These simplified version of JSON is optimal for record by record processing. Neveretheless the original JSON format allows files containing one big complex JSON object or an array of nested objects with multiple hierarchy levels.

Example:

`{"customers":[
    {
        "cusomerId":1,
        "address:{"street":"Reeperbahn 2". "city":"Hamburg", "country":"Germany"},
        "date-of-birth":"1980-12-17",
        "names":{"currentName":"Mayer", "givenName":"Schmitz"}
    },
    {
        "cusomerId":2,
        "address:{"street":"Aachener Strasse 234". "city":"Cologne", "country":"Germany"},
        "date-of-birth":"1978-06-27",
        "names":{"currentName":"Müller", "givenName":""}
    },
    ... 
    ]
}`

To read those complex JSON files, I need to define the option `multiLine=True` (default is False)

For more details I can reference to Spark SQL documentation on 
[JSON files](https://spark.apache.org/docs/latest/sql-data-sources-json.html)

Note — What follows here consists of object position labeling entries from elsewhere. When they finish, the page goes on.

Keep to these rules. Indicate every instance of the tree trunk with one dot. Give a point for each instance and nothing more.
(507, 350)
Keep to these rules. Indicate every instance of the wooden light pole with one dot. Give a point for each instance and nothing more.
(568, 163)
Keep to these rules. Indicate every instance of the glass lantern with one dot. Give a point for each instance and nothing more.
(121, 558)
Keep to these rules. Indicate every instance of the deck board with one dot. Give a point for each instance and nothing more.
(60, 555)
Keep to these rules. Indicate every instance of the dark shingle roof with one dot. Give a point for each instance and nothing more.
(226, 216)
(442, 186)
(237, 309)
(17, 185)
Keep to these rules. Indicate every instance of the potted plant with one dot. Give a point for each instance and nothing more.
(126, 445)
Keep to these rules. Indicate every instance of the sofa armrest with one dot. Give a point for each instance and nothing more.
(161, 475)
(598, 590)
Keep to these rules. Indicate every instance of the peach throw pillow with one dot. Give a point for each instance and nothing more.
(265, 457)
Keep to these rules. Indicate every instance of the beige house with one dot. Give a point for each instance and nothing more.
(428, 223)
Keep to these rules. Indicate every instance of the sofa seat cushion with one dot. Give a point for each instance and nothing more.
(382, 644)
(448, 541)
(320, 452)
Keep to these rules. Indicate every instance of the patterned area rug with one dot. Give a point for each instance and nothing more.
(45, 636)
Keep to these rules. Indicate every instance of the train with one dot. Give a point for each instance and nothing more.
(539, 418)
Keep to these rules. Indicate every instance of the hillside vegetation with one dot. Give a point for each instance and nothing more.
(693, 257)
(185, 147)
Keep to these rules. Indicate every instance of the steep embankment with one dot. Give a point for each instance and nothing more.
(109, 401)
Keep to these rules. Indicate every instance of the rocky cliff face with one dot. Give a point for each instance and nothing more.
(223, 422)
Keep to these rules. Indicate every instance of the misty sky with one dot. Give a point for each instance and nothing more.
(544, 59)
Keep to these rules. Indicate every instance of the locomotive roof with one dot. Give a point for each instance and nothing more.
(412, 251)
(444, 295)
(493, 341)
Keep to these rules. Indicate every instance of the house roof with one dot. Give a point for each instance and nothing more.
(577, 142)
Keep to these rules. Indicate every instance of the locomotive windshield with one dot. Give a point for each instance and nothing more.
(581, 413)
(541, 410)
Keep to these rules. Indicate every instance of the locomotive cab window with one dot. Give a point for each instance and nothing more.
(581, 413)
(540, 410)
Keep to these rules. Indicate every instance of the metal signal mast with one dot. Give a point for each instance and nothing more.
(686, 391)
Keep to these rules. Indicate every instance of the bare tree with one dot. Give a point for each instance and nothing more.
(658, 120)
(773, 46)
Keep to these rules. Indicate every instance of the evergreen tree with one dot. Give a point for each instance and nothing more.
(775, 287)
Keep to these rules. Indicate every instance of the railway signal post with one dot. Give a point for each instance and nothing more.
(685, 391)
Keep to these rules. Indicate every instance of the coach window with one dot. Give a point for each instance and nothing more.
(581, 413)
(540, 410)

## Reading and Writing Paquet Files
Paquet files include their own schema definition and enforcement, so when I write data to a Paquet file, I won't have any schema option. Reading from Paquet file always implies schema inference. The only schema related option I have here is to set `mergeSchema=True` to merge schemas collected from Parquet part-files having divergent schemas.

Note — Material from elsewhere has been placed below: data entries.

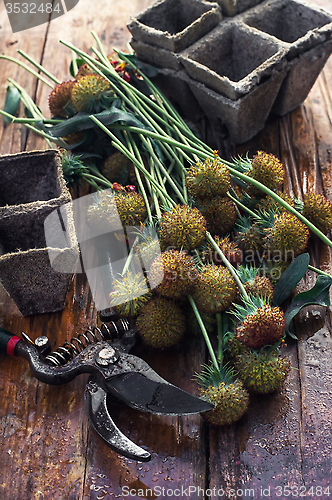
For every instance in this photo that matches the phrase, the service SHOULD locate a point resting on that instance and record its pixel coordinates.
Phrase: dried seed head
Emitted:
(131, 208)
(88, 90)
(269, 204)
(318, 210)
(261, 372)
(288, 236)
(183, 228)
(261, 326)
(103, 213)
(215, 289)
(130, 294)
(267, 169)
(220, 214)
(175, 272)
(208, 179)
(262, 286)
(228, 247)
(59, 98)
(248, 235)
(231, 402)
(161, 323)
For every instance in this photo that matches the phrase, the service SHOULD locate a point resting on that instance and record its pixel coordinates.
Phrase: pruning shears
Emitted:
(114, 373)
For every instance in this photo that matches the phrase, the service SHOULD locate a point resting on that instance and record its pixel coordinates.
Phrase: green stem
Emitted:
(43, 70)
(205, 334)
(319, 271)
(118, 145)
(220, 338)
(229, 266)
(133, 149)
(34, 73)
(74, 62)
(282, 202)
(241, 205)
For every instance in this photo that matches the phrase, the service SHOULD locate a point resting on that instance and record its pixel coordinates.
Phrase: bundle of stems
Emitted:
(163, 138)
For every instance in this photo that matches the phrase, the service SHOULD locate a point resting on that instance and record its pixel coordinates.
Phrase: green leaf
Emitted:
(13, 97)
(82, 121)
(289, 279)
(318, 295)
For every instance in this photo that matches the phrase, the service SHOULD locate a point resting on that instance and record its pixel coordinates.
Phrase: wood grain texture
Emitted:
(48, 451)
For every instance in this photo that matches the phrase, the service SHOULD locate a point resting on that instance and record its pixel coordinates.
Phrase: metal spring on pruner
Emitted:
(92, 335)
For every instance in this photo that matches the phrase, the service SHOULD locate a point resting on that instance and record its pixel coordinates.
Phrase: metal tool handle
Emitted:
(8, 342)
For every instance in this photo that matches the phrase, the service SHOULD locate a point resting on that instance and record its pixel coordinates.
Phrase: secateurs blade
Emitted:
(114, 375)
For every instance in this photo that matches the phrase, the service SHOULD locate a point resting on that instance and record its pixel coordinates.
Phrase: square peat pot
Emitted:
(158, 57)
(32, 186)
(233, 59)
(306, 33)
(243, 117)
(173, 25)
(232, 7)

For more details I can reference to Spark SQL documentation on 
[Parquet files](https://spark.apache.org/docs/latest/sql-data-sources-parquet.html)

## Reading and Writing Avro Files
Avro files are supported since Spark 2.4 by an external package `spark-avro`. There is no Avro specific save or load function like `avro()` yet. Instead, I have to specify the datas source format option .format("avro") or .option(format="avro").

For more details I can reference to Spark SQL documentation on 
[Avro files](https://spark.apache.org/docs/latest/sql-data-sources-avro.html)
## JDBC Connections to Databases
The load and saving options for JDBC database connections are quite different from file formats. Instead of a path and filename, I have to specifie at least:

* the JDBC **driver**
* the JDBC connection **url**
* the database table **dbtable** I want to read or write data

`jdbcDF.write.jdbc(
    driver="postgresql-9.4.1297.jar",
    url="jdbc:postgresql://localhost/test?user=fred&password=secret",
    dbtable="schema.table_name"`

`jdbcDF.write
  .format("jdbc")
  .option("url", "jdbc:postgresql:dbserver")
  .option("dbtable", "schema.tablename")
  .option("user", "username")
  .option("password", "password")
  .save()`
  
As I've learned on day 3 that Spark tries to optimize query exection by pushing down predicates to the sources as much as possible. For databases sometimes I can get even better performance results by specifing a **query** instead of a **dbtable** option. Here I can use the entire native SQL dialect of the database I'm connecting to.

Another important (even though not madatory) option is **numPartitions**. Spark is designed for highly parallelised distributed data processing. Therefore I have to limit the number of parallel JDBC connections to a degree, the RDBMS can handle it. In conjunction with the **numPartitions** option, I can parallelise table read processes by partitioning the data so each process reads a disjunctive part of the data, by adding the following options.

`.option("numPartitions", number)
.option("partitionColumn", column)
.option("lowerBound", value)
.option("upperBound", value)`

This *read* partitioning is independent from the physical *table* partitioning in the database. However I will gain the best performance, if my read partitioning goes along with the table partitioning, otherwise there will be a performance bootleneck on the database server.

For more details I can reference to Spark SQL documentation on 
[JDBC connections](https://spark.apache.org/docs/latest/sql-data-sources-jdbc.html)
## Reading and Writing Hive Tables
So far I've never worked with Hive tables, so I leave just the link to the Spark SQL documentation on 
[Hive tables](https://spark.apache.org/docs/latest/sql-data-sources-hive-tables.html) for later reference.